Easily still my favorite Disney movie. Let's see if it stays at #5.


vs. The Sunshine Boys (1996) - We could at least pretend this was a contest if it was the original 1975 version, but this one is pretty lackluster and Beauty and the Beast easily snatches away the win.

vs. Rurouni Kenshin (2012) - I watched this for my movie challenge last year, and while I remember it having some very lovely cinematography, it's definitely not going to win.

vs. Extremely Loud and Incredibly Close (2011) - This was the first film to beat Schindler's List on my last Top 100 challenge. But it isn't going to beat Beauty and the Beast. I like ELAIC more than a lot of people do, but I'm not blind to its flaws. Beauty and the Beast has no such flaws. Or, well, if it does, I am blind to them.

vs. Anchorman: The Legend of Ron Burgundy (2004) - I really like Anchorman, though I think Anchorman 2 is more solidly funny. Beauty and the Beast would also beat Anchorman 2, so it's definitely beating Anchorman 1.

vs. The Remains of the Day (1993) - This is one I'd have to rewatch to be sure of how I feel about it. I remember liking it very much overall, but individual moments didn't speak to me as much as with Beauty and the Beast.

vs. Monty Python and the Holy Grail (1975) - Certainly my favorite of the Python movies, but, yeah, I'm disappointed by that ending. At least enough to give Beauty and the Beast the win.

vs. Back to the Future (1985) - This is the first one that might be a tough call, but, really, I didn't debate it for long. While Back to the Future is delightful and fun, it doesn't connect with me emotionally the way Beauty and the Beast does. I did not cry when Doc died and came back to life. I did for the Beast.

vs. The Purple Rose of Cairo (1985) - Now that we're pitting it against other top 20 movies, I have to seriously think about my matches. But though it may bounce back out when I rewatch it, for now, The Purple Rose is going to lose to Beauty and the Beast.

vs. Singin' in the Rain (1952) - Ouch. This is definitely a tough call. OK. I think if Singin' in the Rain didn't have the Broadway Melody sequence, or if it was only 2 1/2 minutes instead of like 15, I think Singin' in the Rain would win. But because that section drags down the film for me and there's nothing in Beauty and the Beast that drags, it's going to win.

vs. Moulin Rouge! (2001) - Ohhhhhhhhhhhh this is so difficult to choose. OK. OK. OK. I think for now I'm choosing Beauty and the Beast, which is the first chart shift of this reranking. But while I love Moulin Rouge! so so so much for its music and its visuals, it does fall down in the area of story. I don't care even a little bit about Christian and Satine. Beauty and the Beast, however, looks amazing, makes me care about the characters, and sounds fantastic. So... it's going to take the win here.

vs. Love Actually (2003) - OK. I think this is the only one I'm going to let Beauty and the Beast lose to right now. Because there is something transcendentally amazing about Love Actually that makes me happy every single time I watch it, and while I love Beauty and the Beast so, so, so much, it doesn't quite reach those levels. So Love Actually wins here. For now.

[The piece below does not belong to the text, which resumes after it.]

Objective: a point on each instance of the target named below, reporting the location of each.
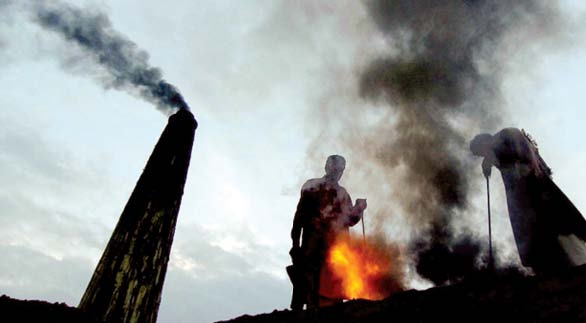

Beauty and the Beast has moved from #6 on the original chart to #2 on my new chart. Wow. But, gosh, the movie's so good. The switching up of my top 20 continues.

Time to randomly choose my next movie to rewatch and rerank! Looks like I'll be checking out my original #49, a movie I've only seen once: Amelie (2001). I'll be writing about that no earlier than October 5th (and possibly a lot later, as was the case here), so feel free to rewatch it and discuss it along with me.